The Cleveland Indians set an American League record on Wednesday by winning their 21st consecutive game, becoming one of just three major league teams to go that long without a loss in the last 101 years. And if you measure streaks in terms of dominance, they may already be on top.
The 5-3 victory over the Detroit Tigers puts the Indians in the class of the 1935 Chicago Cubs, who also won 21 straight, and the 1916 New York Giants, who went 26 straight games without a loss, with a little help from a 1-1 tie against the Pittsburgh Pirates that came 12 victories into the streak.
The Indians can surpass the 1935 Cubs’ winning streak on Thursday night, when they host the Kansas City Royals.
Cleveland has not lost since Aug. 23, and along the way has outscored its opponents by an incredible 106 runs. For comparison, the 1935 Cubs outscored their opponents by 86 runs during their 21-win streak, and the 2002 Oakland Athletics, whose AL record the Indians have broken, outscored their opponents by 76 runs in a 20-game spree.
Comparing the streaks of the Cubs and the Indians paints a portrait of two wildly different eras of baseball. There are some striking similarities, like the Indians scoring 139 runs so far compared to the Cubs’ 137, and the Indians having 226 hits compared to the Cubs’ 227.
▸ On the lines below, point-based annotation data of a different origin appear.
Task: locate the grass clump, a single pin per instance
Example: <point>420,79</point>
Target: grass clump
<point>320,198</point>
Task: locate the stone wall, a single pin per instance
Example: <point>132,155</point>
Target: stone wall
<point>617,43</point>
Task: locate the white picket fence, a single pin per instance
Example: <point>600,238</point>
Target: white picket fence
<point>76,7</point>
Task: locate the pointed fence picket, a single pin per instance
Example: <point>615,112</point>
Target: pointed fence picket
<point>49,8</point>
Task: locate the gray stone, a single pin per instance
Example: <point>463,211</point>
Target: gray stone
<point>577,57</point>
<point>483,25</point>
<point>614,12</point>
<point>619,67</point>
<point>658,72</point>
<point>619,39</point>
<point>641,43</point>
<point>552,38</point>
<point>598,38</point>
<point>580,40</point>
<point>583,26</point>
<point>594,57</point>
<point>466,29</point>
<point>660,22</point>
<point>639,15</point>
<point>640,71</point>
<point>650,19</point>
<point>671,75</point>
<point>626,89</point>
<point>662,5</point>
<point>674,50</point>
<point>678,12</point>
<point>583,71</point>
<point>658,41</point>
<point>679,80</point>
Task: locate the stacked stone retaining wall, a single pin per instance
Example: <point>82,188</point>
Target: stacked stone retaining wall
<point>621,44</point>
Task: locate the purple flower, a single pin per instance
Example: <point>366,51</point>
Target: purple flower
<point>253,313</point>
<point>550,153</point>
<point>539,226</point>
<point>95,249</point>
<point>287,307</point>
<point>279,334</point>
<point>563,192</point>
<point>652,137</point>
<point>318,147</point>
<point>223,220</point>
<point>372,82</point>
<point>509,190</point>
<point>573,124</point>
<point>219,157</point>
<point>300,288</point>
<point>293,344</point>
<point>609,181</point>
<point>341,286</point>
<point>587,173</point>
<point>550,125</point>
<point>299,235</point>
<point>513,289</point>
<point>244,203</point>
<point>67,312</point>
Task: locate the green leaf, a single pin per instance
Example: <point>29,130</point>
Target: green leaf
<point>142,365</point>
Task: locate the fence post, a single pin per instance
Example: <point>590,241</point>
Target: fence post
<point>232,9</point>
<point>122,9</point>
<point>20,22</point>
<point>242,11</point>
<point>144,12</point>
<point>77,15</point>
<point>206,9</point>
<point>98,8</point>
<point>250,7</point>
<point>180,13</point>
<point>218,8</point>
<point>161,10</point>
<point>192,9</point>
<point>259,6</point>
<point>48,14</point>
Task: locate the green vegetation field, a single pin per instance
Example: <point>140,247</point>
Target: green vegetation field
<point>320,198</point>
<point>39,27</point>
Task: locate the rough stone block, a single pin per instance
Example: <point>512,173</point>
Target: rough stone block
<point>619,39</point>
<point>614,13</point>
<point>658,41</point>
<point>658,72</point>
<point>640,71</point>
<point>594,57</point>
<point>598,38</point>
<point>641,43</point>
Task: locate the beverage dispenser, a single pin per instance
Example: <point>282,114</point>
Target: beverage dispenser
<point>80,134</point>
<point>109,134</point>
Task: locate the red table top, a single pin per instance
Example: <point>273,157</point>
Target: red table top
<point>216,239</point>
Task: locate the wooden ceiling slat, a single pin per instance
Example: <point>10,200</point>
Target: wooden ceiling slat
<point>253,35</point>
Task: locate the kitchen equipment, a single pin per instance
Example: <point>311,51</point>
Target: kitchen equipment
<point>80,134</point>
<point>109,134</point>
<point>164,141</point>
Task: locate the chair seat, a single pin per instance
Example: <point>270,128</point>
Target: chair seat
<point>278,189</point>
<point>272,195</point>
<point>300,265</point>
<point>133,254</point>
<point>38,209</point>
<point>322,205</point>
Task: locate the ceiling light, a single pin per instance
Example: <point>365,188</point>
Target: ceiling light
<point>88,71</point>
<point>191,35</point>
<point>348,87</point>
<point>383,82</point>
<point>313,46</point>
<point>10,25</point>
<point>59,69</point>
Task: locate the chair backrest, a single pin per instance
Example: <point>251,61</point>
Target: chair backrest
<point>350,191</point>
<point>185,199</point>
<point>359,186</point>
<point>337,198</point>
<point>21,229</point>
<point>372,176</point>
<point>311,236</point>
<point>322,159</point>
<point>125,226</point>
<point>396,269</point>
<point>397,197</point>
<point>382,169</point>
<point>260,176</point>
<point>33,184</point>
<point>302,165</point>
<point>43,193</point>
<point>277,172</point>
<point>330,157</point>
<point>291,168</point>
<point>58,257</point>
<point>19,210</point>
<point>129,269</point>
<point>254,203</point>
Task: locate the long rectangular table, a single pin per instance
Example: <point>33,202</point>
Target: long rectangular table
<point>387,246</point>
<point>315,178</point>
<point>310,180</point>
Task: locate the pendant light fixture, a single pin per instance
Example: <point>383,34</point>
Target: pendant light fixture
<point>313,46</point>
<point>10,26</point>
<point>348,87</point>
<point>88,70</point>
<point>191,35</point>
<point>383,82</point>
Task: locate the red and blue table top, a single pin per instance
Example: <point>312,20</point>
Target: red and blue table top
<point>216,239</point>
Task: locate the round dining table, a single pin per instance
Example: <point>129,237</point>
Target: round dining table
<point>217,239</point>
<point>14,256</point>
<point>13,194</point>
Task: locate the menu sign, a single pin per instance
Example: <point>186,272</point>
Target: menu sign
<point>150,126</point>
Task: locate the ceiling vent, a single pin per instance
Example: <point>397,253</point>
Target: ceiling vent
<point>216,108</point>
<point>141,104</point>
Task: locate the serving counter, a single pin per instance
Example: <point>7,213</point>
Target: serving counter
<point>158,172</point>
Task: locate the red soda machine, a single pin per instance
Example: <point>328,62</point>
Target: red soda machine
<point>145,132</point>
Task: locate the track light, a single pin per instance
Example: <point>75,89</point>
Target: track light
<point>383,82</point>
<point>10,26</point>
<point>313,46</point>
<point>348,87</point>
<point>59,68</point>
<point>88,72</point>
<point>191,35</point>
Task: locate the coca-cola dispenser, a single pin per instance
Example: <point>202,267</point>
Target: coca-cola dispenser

But that is where things start to break away in terms of box score statistics. Perhaps the starkest differences are in home runs and strikeouts, both of which are far more numerous these days. The Indians have hit 41 home runs during the streak, including a three-run blast by Jay Bruce in the first inning on Wednesday, compared to the nine that the Cubs hit 82 years ago. Meanwhile, the Indians’ batters have struck out 141 times in their streak compared to only 57 for the Cubs.
On the pitching side, the Indians pitchers have struck out 193 batters while the Cubs’ opponents fanned just 91 times.
The question going forward for the Indians, of course, will be what this streak means for their postseason prospects. As any fan of the Los Angeles Dodgers can tell you, dominance can be fleeting. That team was 91-36 on Aug. 25, but has gone 2-16 since, entering Wednesday night’s game against the San Francisco Giants.
So for the Indians, who lost the World Series in dramatic fashion last season and have not won a title since 1948, the biggest objective will be to avoid a Dodgers-like letdown just as the postseason is arriving.
In that respect, the 1935 Cubs again provide an interesting comparison. They rode their streak almost right into the World Series (remember, there were no league playoffs then), getting their 21st straight win in the third-to-last game of the regular season before having the streak end in an extra-inning loss on Sept. 28.
At that point, it seemed as if everything was clicking at the right time for the Cubs, a team that was already 27 seasons into a championship drought that would eventually extend until 2016. But momentum proved fickle, and the Cubs ran into a buzz saw of a pitching staff from the Detroit Tigers. Chicago ended up losing the World Series in six games, with Schoolboy Rowe and Tommy Bridges simply being too much for their Cubs hitters to handle.
The Indians (90-56) still have plenty of baseball left to play before they find themselves in the postseason and even now do not have the best record in baseball — the Dodgers (93-52) still do despite their big slump. Nor are the Indians even assured of finishing with the best record in the American League, since the Houston Astros (87-57) are right behind them.
But Cleveland does have a huge lead in the American League Central, which will allow it to rest players as the postseason nears and let injured players take extra time in getting back on the field. For now, the Indians can enjoy the winning streak as long as it lasts. They just have to make sure a losing streak does not follow, not with the postseason looming weeks away.